January 2012: Is Warrantless GPS Surveillance Constitutional?

Washington Watch | January 2012
By Bruce Moyer

Technology often races ahead of the law, at times requiring the courts to try to catch up. That is what is happening in a highly anticipated case before the U.S. Supreme Court: testing whether warrantless police use of a widespread technology violates the expectation of privacy.

The technology at issue is a Global Positioning System, or GPS, device. How many of us haven’t used GPS in our cars to help get us to a destination? GPS technology uses electronic signals and satellites to identify where our car is located relative to our surroundings.

It also can be used in police surveillance, permitting authorities to effortlessly and continuously track a suspect’s car and its whereabouts.
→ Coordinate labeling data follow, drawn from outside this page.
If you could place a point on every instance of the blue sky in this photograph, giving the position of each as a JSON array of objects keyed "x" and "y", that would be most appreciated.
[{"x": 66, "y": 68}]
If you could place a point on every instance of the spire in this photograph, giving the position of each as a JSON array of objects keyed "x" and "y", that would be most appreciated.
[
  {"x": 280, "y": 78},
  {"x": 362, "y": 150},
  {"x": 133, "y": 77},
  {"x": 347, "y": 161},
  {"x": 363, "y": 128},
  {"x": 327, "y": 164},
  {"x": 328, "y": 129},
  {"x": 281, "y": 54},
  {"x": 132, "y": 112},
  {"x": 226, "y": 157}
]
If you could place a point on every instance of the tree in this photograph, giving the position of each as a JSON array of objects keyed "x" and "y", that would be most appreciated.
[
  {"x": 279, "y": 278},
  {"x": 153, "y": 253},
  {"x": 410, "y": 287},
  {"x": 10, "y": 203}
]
In that context, the Supreme Court is probing whether the Fourth Amendment is violated when police install a hidden GPS tracking device on a suspect’s car without his permission and use the device without a search warrant to track the suspect over an extended period of time.

The case is United States v. Antoine Jones (No. 10-1259). Jones was a drug dealer in the District of Columbia whose movements were secretly tracked by the police without a warrant for nearly a month with a GPS device hidden under his car. The GPS device ultimately led the police to a location where they found a huge stash of cocaine and cash. Jones ultimately was convicted and sentenced to life imprisonment, then appealed that verdict, challenging the warrantless use of a GPS device that led to his conviction.
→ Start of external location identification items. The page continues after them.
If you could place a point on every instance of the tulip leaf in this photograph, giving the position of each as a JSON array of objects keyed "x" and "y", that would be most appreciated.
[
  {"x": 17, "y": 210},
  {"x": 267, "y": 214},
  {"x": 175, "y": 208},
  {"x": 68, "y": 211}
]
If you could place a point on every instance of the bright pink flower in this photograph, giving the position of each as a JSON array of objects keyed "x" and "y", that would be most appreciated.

On appeal, the D.C. Circuit Court of Appeals overturned Jones’ conviction, concluding that the prolonged use of the GPS tracking device without a search warrant violated the Fourth Amendment. It ruled that the GPS tracking efforts intruded on Jones’ expectation of privacy and constituted an impermissible “search” by police when undertaken without a warrant. Applying the principle laid down by the Supreme Court in the landmark Katz decision in 1967—that the Fourth Amendment “protects people, not places”—the circuit court concluded that Jones had a reasonable expectation of privacy in his car, especially over a prolonged period, and that the police had overstepped the bounds of the law in tracking him without a warrant.

But in a digital era of ubiquitous mobile devices, when surveillance cameras and social media are increasingly opening our lives to ongoing public view, are our expectations of privacy less today than they were decades ago? Or is there still a remnant expectation of privacy, even when our movements still occur in plain view? That is the core issue before the Supreme Court in Jones.
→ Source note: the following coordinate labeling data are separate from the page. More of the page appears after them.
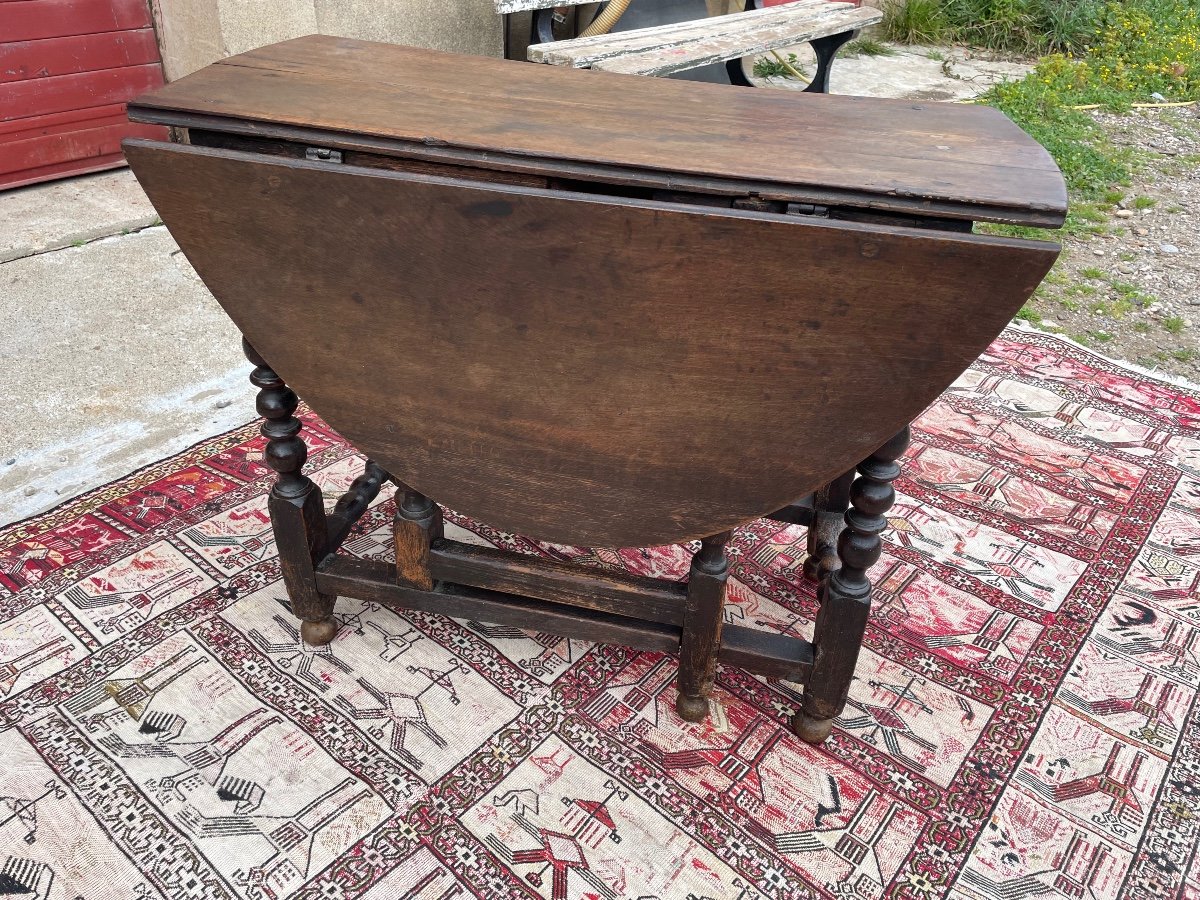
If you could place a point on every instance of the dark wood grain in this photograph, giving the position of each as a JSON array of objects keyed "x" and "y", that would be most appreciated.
[
  {"x": 941, "y": 153},
  {"x": 701, "y": 639},
  {"x": 352, "y": 504},
  {"x": 845, "y": 202},
  {"x": 585, "y": 377},
  {"x": 295, "y": 504},
  {"x": 371, "y": 580},
  {"x": 653, "y": 599},
  {"x": 845, "y": 592},
  {"x": 376, "y": 581},
  {"x": 418, "y": 523}
]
As Lyle Denniston, a SCOTUSBlog commentator, has written,
Over the years, the Court has been quite willing to accept that there is an “expectation of privacy” when the police want to monitor something that is going on inside a home or even inside such a “private” place as a telephone booth when the caller has closed the door to the rest of the world. It has been decidedly less willing to acknowledge a claim of privacy when it occurs out in the open—and it usually has treated being in a car or truck as being out in the open.
That is why the Supreme Court in 1983 in U.S. v. Knotts permitted the police to use a secretly hidden radio transmitter without a warrant to monitor a suspect that led them to a location used by the suspect to manufacture illegal drugs. Sound familiar? Yes, the fact pattern in Knotts is eerily similar to the pattern in Jones in many respects.

The warrantless surveillance at issue in Knotts was legitimate, the Supreme Court said, because it was equivalent to what the police could have accomplished the old-fashioned way by following the suspect’s car on public roads with their own eyes. “A person traveling in an automobile on public thoroughfares has no reasonable expectation of privacy in his movements from one place to another,” the Court declared in Knotts. In fact, several appellate courts have used Knotts to uphold GPS surveillance technology to track suspects on public streets and highways.

But the D.C. Circuit Court in Jones distinguished that case from Knotts, pointing to the use of a tracking device in Knotts on one specific trip, compared to the ongoing monitoring of the suspect involved in Jones. Prolonged monitoring is much more intrusive of privacy, because it creates an extensive log of a person’s behavior, the circuit court said. This collecting of increasing and massive amounts of data about our lives—and the Orwellian portents of future technologies yet to be invented—may be the driver that causes the Supreme Court to pause and place limits on police surveillance using potentially intrusive technology.